Lecture 22: 3D Object Recognition

Scribe Notes by Jeng Lung



There are two approaches to recognize 3D objects from 2D views:


1. Multiple Views Approach


This approach attacks the problem by modeling a 3D object by a set of 2D views.  Think of the 3D object surrounded by a viewing sphere and pictures are taken from different points of the viewing sphere.  Each picture is called an “aspect”.  Aspects are the same if the set of visible and hidden surfaces seen in both pictures are the same.  Equivalence relationship between views in graphs is isomorphic while visual events correspond to curves on the viewing sphere.




1.1 Vertex-Edge Event


This occurs when a vertex transitions between occlusion and disocclusion in the picture.


1.2 Edge Edge-Edge Event


This occurs when an entire surface appears/disappears in the picture.



1.3 Aspect Graph


You can construct an aspect graph by making each aspect a node in the graph and connect neighboring aspects with edges.  The idea of an aspect graph came from Koenderink & Van Doorn in 1979.  Gigus & Malik modified it for polyhedral objects in 1989 and Ponce & Kriegman modified it for curved objects in 1992.

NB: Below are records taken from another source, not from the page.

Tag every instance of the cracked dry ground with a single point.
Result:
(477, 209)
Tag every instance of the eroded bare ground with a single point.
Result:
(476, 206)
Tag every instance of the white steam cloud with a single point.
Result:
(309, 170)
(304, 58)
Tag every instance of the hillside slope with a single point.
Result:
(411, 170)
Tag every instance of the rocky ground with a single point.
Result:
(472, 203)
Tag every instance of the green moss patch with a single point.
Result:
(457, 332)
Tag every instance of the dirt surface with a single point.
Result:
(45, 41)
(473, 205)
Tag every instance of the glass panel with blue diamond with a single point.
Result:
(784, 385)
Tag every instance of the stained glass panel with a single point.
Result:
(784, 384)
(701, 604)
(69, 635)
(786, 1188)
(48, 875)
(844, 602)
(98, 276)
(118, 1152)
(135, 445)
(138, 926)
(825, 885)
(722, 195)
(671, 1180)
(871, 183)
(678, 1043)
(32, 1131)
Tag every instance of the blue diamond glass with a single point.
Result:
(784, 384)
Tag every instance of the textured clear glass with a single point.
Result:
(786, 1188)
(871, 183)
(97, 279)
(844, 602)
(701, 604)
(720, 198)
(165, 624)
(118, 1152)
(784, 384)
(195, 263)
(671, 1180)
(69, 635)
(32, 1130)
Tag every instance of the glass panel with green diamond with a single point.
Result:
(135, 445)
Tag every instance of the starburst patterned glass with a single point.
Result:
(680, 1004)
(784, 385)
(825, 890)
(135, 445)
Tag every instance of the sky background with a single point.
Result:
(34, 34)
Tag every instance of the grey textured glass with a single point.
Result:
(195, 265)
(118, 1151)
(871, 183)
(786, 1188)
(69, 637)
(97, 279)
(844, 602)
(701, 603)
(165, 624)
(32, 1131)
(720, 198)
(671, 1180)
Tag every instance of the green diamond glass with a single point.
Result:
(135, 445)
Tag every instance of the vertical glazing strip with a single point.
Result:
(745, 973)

1.4 Problems with multiple views approach


While the multiple views approach is sound in theory, this idea does not work well in practice due to too many aspects that are needed.  If an object have n vertices, in the worst case there will be O(n6) aspects.  Another problem with this method occurs because of bad segmentation.  Segmentation is first done on an image and then a line drawing of the object is created.  The line drawing is then matched with different aspects for recognition.  This method relies on segmentation, which is not too good right now.


1.5 Generic/Singular views


Using results from studies in psychology, the number of views needed could be reduced.  People recognize objects easier in familiar views.  For example, people can recognize horses easier from the side view or the front view but it is harder for people to recognize the horse from a top or bottom view.


There are “generic/non-accidental” views and “singular/accidental” views.  For example, in the figure below, in general it would be a straight line but there is an “accidental” view where it could be a circle that is viewed from the side. 



Similarly, in figure below, there is an accidental view in which l1, l2, and l3 does not intersect in 3D space.



2. Similarity among visually perceived forms


Eric Goldmeier studied how people judge shapes to be similar back in the 1930s and hypothesis that two shapes are more similar if their feature vectors are more similar.

This meant proportional changes of parts of a figure results in a more similar figure.


In the example below, people pick the graph to the right to be more similar to the original image, which contradicts the hypothesis.



The hypothesis is modified so that if there are many elements closely spaced, similarity will be determined by texture while if the elements are not closely spaced, similarity will be determined by proportionality.